Les Hommes, je les aurais cru plus justes, plus sincères, plus droits. En fait, ils ont seulement fait semblant de m’aimer, à chaque étape de ma vie, et au début de chacune de mes saisons : Oh le beau branchage, voyez le dégradé de ses feuilles, comme il a grandi depuis l’année dernière, quelle fierté pour nous de posséder une tel arbre ! Et patati et patata. Moi, je me rengorgeais au fond de ma ramée et je me réjouissais d’avoir devant moi de véritables esthètes qui savent apprécier ce que la nature leur concède sans le moindre retour.
Je n’étais pas un arbre à abattre, aucun forestier n’était venu me placarder un numéro ou un signe quelconque annonçant mon abattage. Un de mes voisins le plus cher, en revanche, avait été déclaré surnuméraire par les Hommes de la forêt vosgienne et il fut déraciné sans ménagement une semaine avant Noël, sous le prétexte qu’il décorerait merveilleusement la grande place devant la mairie du village.

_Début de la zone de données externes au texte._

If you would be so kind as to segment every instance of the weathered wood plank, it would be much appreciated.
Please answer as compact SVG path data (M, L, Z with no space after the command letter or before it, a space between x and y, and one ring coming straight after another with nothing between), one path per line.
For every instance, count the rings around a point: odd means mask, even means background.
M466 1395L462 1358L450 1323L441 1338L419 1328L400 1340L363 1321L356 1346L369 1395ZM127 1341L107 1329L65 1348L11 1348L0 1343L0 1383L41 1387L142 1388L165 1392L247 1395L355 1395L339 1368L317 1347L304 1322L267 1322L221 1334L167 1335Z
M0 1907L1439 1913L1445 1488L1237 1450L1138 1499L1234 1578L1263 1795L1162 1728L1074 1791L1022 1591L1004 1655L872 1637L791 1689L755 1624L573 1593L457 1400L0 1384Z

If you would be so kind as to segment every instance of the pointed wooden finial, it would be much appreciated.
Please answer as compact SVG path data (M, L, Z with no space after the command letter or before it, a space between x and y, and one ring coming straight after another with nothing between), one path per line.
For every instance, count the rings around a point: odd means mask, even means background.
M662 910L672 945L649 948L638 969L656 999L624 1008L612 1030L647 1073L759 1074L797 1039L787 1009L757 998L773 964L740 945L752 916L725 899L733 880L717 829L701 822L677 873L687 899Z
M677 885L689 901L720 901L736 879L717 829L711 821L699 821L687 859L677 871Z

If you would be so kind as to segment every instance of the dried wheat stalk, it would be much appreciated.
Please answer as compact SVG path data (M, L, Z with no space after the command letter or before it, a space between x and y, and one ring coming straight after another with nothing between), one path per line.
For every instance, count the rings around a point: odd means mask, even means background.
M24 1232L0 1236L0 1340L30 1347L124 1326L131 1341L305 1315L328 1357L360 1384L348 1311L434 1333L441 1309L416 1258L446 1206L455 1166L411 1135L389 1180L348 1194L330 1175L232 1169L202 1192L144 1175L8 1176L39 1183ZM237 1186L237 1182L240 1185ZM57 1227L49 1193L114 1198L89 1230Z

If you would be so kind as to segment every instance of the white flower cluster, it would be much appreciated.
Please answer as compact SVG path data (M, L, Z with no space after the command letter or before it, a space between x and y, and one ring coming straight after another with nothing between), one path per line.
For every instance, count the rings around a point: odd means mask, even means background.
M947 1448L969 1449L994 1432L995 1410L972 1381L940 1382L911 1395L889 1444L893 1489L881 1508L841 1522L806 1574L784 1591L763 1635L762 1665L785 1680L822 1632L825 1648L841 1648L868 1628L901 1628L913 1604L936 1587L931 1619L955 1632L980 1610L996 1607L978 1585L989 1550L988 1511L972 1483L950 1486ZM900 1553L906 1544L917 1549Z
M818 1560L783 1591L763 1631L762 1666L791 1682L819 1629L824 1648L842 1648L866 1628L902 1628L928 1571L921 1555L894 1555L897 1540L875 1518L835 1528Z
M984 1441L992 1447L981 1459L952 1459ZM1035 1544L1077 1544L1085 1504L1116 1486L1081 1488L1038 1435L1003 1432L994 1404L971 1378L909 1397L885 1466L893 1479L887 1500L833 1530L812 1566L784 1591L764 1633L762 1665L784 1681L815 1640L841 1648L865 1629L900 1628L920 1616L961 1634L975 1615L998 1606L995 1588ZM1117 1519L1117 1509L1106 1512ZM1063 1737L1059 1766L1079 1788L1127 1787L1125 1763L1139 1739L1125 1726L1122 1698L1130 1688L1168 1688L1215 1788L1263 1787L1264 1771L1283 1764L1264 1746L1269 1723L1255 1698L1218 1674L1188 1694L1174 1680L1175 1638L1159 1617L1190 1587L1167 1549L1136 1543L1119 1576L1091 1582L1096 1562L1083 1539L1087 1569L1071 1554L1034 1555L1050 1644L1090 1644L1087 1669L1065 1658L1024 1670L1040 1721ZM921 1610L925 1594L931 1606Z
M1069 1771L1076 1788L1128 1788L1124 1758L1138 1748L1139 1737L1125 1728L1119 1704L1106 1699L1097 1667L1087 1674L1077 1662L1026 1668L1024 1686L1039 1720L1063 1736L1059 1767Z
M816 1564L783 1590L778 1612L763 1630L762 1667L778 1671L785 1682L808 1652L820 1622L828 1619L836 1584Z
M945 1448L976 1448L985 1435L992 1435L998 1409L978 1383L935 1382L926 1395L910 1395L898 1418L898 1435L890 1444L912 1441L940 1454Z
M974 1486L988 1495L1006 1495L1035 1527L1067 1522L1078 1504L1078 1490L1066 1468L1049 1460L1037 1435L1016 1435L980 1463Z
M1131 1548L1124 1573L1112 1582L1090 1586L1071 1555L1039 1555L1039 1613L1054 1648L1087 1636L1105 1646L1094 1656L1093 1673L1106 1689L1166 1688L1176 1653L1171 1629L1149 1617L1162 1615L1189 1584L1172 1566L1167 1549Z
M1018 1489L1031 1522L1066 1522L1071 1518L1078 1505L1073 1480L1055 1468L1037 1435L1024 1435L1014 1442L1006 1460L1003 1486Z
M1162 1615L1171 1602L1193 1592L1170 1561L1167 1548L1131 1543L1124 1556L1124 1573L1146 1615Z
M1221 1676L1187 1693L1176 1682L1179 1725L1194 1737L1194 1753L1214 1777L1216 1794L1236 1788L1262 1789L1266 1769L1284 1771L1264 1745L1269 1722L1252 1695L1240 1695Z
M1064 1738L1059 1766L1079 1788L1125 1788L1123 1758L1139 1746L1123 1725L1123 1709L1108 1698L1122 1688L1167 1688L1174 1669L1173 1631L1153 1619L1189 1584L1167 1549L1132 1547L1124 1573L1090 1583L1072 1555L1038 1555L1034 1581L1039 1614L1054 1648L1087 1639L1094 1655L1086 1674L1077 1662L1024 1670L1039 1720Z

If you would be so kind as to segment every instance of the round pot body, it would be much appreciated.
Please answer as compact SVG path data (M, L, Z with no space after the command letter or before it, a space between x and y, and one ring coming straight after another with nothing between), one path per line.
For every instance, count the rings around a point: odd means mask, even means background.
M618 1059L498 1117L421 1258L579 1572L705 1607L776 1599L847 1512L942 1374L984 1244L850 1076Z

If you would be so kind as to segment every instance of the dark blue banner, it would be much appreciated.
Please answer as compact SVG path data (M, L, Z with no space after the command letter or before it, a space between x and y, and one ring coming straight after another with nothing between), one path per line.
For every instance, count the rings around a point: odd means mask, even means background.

J’en pleurai toute la sève de mon sang. Je m’imaginais, les fêtes terminées, l’histoire qu’ils pourraient en tirer une fois le pauvre ère transformé en papier dans la plus grande usine de la région, qu’on appelait Clairefont. Moi, si j’avais pu le faire, j’aurais écrit son oraison funèbre de cette manière : joli sapin des Vosges d’un vert tendre et lumineux. A contribué pendant de nombreuses années à l’équilibre écologique de la région, parfumé la forêt de ses senteurs chlorophylles sans pareilles, ravi le promeneur venu chercher une bouffée d’oxygène dans ce paysage feutré, odorant et enchanteur. Déraciné à jamais par la folie et l’inconscience des Hommes.
Au lieu de tout cela, quelques années plus tard, voici les mots inscrits sur l’emballage de ces rames de papier que l’on trouve partout dans nos grandes surfaces . Papier de Clairefont : Velin de première qualité, garantit un excellent rendu de vos impressions, s’adapte à toutes les technologies. Blancheur absolue, toucher satiné, l’encre ne traverse pas le papier.
Mon ami, lui, ne traversera pas les générations qui auraient pu l’admirer pendant encore de nombreuses, nombreuses décennies.
Voilà, chers amis, la véritable et triste histoire de mon ami le sapin, sacrifié avec d’autres sur l’autel de la papeterie courante et de l’inévitable liste des fournitures scolaires de chaque rentrée. S’il vous plaît, messieurs les décideurs, prêtez des ordinateurs à vos élèves et laissez-nous poursuivre notre belle vie d’arbre dans nos forêts aux senteurs de nature, d’insouciance et de liberté.